Department of Computer Science, University of Agriculture, Faisalabad 38040, Pakistan.
Int J Biol Macromol. 2022 Jul 31;213:1088-1097. doi: 10.1016/j.ijbiomac.2022.06.014. Epub 2022 Jun 10.
The vanins are ectoenzymes with pantetheinase activity and are involved in recycling pantothenic acid (vitamin B5) from pantetheine. Elevated levels of vanin have been linked with the development and severity of several diseases, including steatosis, diabetes, skin diseases, cancer, inflammatory diseases etc. Therefore, vanins have previously been used as a potential drug target to combat related diseases. In this study, we used a molecular docking and molecular dynamic simulation-based approach to screen dual inhibitors of hVnn1, and hVnn2 from a library of 120 chemical candidates. Molecular docking of drug candidates with hVnn1, and hVnn2 using GOLD and MOE revealed that the chemical compound "methotrexate (CID: 126941)" has the highest binding affinity against both the target enzymes which was further validated through molecular dynamic simulation. Toxicity profiling of drug candidates evaluated using Lipinski's rule of five and Molsoft tool, and AdmetSar 2.0 confirms the drug suitability of methotrexate, therefore, suggesting its use as a potential therapeutic agent to inhibit the activity of vainin enzyme in related disease conditions.

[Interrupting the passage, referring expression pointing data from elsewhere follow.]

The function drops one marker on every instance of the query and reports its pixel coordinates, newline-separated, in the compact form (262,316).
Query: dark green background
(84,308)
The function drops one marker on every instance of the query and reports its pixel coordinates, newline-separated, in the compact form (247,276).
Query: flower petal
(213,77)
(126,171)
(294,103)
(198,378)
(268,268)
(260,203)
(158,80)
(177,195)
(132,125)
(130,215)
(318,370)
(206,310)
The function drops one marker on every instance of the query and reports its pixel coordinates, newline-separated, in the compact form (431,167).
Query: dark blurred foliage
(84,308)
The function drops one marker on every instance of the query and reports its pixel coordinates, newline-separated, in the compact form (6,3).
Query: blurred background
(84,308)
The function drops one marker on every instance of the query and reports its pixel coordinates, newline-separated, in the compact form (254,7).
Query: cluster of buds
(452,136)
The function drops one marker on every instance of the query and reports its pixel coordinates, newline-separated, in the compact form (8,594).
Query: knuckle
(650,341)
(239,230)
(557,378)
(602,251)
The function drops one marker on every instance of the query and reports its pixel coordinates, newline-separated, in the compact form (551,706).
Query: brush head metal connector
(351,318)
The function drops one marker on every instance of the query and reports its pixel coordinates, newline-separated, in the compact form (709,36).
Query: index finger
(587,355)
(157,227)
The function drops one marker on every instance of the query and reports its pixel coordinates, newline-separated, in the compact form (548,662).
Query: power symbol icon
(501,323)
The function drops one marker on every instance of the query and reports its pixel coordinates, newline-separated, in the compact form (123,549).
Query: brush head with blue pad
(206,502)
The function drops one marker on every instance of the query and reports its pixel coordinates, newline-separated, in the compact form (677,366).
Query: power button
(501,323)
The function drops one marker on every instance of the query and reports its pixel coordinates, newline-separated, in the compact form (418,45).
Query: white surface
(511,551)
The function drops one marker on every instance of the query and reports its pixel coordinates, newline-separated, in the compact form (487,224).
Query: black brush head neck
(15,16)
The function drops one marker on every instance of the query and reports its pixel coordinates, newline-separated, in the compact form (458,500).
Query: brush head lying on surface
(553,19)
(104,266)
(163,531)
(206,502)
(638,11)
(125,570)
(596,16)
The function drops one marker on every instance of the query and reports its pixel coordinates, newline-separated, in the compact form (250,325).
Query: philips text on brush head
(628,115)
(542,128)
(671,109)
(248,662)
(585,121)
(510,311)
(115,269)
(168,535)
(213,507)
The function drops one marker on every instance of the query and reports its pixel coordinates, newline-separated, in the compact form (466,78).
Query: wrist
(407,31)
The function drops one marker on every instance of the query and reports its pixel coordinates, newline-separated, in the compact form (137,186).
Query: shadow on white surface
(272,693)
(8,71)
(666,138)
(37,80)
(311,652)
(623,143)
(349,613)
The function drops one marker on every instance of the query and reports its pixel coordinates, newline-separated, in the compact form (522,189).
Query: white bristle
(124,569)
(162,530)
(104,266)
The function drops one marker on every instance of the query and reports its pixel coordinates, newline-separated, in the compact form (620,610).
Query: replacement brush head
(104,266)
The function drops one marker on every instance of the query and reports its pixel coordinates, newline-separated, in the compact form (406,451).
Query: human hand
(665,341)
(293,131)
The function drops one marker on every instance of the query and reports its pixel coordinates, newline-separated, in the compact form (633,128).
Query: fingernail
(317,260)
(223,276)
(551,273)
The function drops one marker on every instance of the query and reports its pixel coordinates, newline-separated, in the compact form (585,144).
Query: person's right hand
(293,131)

Vanins 是具有泛酰巯基乙胺水解酶活性的外切酶,参与从泛酰巯基乙胺中回收泛酸(维生素 B5)。Vanin 水平的升高与多种疾病的发展和严重程度有关,包括脂肪变性、糖尿病、皮肤疾病、癌症、炎症性疾病等。因此,vanins 以前曾被用作潜在的药物靶点来治疗相关疾病。在这项研究中,我们使用基于分子对接和分子动力学模拟的方法,从 120 种化学候选物库中筛选 hVnn1 和 hVnn2 的双重抑制剂。使用 GOLD 和 MOE 对候选药物与 hVnn1 和 hVnn2 进行分子对接显示,化学化合物“甲氨蝶呤(CID:126941)”对两种靶酶具有最高的结合亲和力,这通过分子动力学模拟进一步得到了验证。使用 Lipinski 的五规则和 Molsoft 工具以及 AdmetSar 2.0 对候选药物进行毒性分析,确认了甲氨蝶呤的药物适用性,因此,建议将其用作抑制相关疾病中 vainin 酶活性的潜在治疗剂。